The absence hits me like a physical blow. My chest tightens, an uncomfortable pressure building beneath my ribs. I scan the compound methodically—checking shadows between cabins, the path to the eastern boundary, the treeline where she might have disappeared. Nothing.

My hands curl into fists at my sides before I force them to relax. The urge to track her scent, to follow her trail, claws at my wolf instincts. But I plant my feet, jaw working as I grind my teeth against the compulsion.

She’s been gone maybe five minutes. Ten at most. But something cold and sharp settles in my gut—not fear, but recognition. The distance between us is growing, and every instinct I have screams that it’s wrong.

The space is empty now. Nova gone without a sound.

My jaw clenches tighter. I don’t like that.

I circle back toward the lodge, scanning the treeline, the cabins, the winding paths between buildings. No sign of her.

Something cold settles in my gut. Not fear—I don’t do fear. But awareness.

The distance between us is growing, and I can’t seem to close it.

An hour later I push through the command center door with measured force. The hinges stick like they always do, scraping metal on metal. Normally these small, predictable frictions ground me. Today they grate.

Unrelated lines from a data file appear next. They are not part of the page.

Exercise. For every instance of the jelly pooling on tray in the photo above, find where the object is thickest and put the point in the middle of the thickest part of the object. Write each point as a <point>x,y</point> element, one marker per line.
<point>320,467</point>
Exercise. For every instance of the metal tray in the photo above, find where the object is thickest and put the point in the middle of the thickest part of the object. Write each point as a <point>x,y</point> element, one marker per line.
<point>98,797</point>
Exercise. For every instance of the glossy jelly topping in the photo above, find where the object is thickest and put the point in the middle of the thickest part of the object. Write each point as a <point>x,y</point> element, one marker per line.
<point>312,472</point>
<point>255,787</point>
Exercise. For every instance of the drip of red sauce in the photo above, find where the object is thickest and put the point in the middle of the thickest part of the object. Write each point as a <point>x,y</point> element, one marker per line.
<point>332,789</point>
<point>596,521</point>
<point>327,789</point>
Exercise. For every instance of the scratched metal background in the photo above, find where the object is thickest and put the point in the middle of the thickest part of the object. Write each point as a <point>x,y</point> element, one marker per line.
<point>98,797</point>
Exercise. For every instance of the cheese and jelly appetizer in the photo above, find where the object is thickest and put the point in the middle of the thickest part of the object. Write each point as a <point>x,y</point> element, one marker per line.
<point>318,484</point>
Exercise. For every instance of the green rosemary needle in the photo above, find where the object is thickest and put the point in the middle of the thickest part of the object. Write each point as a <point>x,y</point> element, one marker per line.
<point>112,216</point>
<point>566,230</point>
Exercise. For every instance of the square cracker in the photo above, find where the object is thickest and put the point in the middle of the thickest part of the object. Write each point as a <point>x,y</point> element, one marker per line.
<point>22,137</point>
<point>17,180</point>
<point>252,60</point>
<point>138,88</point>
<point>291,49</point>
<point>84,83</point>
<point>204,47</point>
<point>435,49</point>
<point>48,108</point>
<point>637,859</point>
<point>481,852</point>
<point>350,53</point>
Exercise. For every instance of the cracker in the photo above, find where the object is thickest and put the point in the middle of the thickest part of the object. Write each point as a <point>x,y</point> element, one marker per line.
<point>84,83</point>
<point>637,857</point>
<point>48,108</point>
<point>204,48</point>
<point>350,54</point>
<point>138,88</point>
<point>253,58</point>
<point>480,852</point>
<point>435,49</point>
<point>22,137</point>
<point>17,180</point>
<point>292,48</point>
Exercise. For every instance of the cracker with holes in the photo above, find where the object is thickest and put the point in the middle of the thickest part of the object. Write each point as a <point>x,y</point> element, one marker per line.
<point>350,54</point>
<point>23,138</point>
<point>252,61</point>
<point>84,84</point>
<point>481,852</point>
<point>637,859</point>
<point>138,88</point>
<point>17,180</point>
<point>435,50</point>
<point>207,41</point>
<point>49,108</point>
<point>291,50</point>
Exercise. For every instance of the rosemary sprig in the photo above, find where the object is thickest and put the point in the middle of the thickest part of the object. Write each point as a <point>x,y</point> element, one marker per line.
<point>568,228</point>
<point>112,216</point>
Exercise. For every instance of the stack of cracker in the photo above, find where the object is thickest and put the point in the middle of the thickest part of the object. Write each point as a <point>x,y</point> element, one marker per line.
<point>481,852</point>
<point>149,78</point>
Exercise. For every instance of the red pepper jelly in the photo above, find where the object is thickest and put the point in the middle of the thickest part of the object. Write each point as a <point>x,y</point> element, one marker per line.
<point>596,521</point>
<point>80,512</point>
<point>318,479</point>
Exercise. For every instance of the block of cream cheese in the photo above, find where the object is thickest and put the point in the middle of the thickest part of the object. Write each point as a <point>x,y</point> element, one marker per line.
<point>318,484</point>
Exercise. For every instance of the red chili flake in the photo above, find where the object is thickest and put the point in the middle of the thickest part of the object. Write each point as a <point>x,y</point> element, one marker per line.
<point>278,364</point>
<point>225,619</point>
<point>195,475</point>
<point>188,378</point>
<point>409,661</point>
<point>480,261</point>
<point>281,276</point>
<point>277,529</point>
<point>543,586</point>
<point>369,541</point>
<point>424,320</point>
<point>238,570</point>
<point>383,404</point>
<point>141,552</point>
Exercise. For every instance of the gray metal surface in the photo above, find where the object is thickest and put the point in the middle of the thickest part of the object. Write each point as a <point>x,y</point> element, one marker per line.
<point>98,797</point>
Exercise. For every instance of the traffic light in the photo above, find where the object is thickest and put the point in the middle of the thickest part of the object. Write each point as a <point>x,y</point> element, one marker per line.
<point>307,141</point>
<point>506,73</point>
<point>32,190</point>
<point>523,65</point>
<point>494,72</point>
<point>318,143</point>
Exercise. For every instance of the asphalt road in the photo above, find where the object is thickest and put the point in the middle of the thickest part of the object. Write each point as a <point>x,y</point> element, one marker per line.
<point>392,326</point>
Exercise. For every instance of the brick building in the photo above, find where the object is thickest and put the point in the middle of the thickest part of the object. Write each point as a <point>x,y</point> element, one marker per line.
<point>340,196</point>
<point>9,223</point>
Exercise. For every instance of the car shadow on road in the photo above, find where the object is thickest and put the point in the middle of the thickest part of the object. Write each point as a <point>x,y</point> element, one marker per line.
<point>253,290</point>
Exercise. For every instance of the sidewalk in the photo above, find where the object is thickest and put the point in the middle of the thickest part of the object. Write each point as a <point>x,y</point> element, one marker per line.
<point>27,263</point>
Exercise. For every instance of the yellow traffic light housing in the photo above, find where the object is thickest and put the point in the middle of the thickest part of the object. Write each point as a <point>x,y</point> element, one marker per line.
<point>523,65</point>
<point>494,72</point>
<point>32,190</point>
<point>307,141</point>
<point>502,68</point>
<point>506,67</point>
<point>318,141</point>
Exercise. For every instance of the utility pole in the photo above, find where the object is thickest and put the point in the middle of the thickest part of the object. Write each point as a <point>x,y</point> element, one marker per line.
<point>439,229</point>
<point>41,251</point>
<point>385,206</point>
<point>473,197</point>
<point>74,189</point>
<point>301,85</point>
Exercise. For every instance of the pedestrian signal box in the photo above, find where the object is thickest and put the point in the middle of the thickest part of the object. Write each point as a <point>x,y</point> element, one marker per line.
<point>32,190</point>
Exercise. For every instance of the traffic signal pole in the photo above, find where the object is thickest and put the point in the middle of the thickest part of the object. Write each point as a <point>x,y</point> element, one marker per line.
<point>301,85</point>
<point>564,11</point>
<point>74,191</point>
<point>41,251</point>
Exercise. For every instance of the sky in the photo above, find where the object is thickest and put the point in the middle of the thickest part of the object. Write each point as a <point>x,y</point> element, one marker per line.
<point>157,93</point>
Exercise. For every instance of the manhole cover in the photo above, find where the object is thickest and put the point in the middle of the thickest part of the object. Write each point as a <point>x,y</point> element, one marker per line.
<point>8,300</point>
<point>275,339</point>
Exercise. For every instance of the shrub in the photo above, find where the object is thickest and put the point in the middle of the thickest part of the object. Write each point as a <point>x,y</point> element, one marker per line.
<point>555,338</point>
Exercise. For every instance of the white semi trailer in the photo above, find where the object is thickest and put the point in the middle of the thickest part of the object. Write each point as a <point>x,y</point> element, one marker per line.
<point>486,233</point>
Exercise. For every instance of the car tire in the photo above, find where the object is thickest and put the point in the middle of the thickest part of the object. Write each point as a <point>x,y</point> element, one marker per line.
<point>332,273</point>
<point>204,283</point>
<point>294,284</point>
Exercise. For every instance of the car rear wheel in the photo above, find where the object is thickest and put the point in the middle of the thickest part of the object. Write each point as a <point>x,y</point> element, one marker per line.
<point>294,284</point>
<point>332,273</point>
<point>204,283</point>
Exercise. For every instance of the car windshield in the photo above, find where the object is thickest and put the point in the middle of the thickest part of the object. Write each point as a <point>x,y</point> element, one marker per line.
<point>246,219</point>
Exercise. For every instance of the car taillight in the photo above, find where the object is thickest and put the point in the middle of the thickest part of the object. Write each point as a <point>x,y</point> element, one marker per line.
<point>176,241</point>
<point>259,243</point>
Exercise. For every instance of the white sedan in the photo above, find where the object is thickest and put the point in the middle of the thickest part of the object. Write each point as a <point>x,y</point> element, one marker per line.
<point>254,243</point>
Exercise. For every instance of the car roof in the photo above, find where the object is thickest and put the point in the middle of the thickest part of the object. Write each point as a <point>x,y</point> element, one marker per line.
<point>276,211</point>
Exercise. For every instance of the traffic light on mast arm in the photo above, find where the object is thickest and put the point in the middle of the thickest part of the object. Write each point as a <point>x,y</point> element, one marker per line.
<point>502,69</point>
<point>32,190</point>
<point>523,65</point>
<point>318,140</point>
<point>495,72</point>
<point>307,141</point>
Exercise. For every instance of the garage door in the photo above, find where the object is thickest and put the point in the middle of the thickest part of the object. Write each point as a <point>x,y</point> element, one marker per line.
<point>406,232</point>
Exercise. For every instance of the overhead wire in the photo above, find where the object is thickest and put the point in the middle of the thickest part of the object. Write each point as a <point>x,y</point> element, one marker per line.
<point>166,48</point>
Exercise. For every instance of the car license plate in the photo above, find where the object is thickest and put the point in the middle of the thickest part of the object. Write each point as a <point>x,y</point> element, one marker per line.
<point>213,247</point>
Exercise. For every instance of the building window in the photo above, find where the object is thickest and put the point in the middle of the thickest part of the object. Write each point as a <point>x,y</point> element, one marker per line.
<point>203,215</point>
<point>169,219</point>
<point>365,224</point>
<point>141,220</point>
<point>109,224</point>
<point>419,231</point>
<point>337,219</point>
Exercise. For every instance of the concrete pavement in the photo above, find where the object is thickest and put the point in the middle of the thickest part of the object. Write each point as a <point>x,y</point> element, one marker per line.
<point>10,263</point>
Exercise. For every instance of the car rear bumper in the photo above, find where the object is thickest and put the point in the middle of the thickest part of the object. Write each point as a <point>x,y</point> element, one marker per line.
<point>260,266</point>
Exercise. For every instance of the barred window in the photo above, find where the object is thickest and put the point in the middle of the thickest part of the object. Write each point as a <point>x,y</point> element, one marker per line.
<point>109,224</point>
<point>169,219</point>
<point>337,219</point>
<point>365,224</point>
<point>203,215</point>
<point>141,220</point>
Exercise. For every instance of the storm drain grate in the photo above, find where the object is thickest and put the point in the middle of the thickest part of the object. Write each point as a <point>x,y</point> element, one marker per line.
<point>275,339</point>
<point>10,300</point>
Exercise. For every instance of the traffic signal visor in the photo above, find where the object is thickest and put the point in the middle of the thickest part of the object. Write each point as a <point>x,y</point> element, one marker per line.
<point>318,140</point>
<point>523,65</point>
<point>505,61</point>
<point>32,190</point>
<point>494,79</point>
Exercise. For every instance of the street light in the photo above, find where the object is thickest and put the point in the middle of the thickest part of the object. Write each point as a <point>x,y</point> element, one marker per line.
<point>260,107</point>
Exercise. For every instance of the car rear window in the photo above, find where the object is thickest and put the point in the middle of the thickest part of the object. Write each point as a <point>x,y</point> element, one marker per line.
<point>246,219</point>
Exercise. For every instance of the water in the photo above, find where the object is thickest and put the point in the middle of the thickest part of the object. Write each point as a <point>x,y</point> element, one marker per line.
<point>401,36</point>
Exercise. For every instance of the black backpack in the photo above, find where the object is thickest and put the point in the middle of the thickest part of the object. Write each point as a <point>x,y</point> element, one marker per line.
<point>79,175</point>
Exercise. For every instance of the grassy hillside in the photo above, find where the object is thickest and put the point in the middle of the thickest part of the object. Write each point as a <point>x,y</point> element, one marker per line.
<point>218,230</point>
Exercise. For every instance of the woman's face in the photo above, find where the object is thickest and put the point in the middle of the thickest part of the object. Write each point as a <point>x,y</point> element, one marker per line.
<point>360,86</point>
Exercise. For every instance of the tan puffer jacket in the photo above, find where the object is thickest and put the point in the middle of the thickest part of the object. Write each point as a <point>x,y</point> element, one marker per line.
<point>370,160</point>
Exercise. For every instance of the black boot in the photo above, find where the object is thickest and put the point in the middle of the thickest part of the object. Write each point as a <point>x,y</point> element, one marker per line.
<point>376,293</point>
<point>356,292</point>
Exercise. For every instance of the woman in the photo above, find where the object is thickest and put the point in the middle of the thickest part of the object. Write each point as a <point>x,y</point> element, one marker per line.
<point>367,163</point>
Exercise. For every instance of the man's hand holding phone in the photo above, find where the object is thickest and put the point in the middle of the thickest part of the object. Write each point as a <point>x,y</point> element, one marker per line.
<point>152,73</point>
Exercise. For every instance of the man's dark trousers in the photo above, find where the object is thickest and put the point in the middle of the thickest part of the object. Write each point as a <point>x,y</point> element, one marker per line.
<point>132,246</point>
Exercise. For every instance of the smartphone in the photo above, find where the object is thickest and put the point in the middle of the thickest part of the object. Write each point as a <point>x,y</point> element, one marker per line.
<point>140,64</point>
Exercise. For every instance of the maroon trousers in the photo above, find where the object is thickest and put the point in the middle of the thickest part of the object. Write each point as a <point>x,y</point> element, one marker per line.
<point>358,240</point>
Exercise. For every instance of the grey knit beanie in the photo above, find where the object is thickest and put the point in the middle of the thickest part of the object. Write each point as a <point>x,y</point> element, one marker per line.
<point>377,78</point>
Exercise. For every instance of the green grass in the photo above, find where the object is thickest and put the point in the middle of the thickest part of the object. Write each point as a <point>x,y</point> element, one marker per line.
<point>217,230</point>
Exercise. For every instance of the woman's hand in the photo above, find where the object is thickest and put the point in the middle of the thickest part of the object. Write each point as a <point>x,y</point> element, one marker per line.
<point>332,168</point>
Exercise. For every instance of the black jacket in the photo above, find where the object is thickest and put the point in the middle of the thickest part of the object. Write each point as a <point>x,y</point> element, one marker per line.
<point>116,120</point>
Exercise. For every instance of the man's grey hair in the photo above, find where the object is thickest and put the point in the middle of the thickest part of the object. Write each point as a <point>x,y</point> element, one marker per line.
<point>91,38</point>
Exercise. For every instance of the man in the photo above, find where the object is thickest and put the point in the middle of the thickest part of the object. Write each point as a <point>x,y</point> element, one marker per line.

Callum paces the length of the planning table, back and forth, a caged animal wearing the concrete. His shoulders jut too high, his fingers flex then curl into fists. Back and forth. Flex and curl.

Ben stands with his back to the far wall, arms crossed tight across his chest. His eyes track Callum’s movements, narrowed slightly. Guarded.

Kari sits at the table’s corner, flipping through reports with mechanical precision. Her spine doesn’t touch the back of her chair.

And Rafe, watching them all from the corner, perfectly still. The kind of stillness that isn’t calm—it’s calculation.

Lyanna stands by the medical supply cabinet, organizing vials and bandages, her movements precise but tense. She doesn’t look up when I enter, but her shoulders stiffen slightly.

They acknowledge my entrance with murmurs of “Alpha” and brief nods, but the usual ease is missing. The tension in the room thickens.

“Reports,” I say, placing my palms flat on the table.

Kari slides a stack toward me. “Perimeter scans from 0400 to 0700. Elevated energy signatures along the eastern ridge. Again.”

“Same pattern?” I ask.

“No pattern.” She taps the paper with one finger. “That’s the problem.”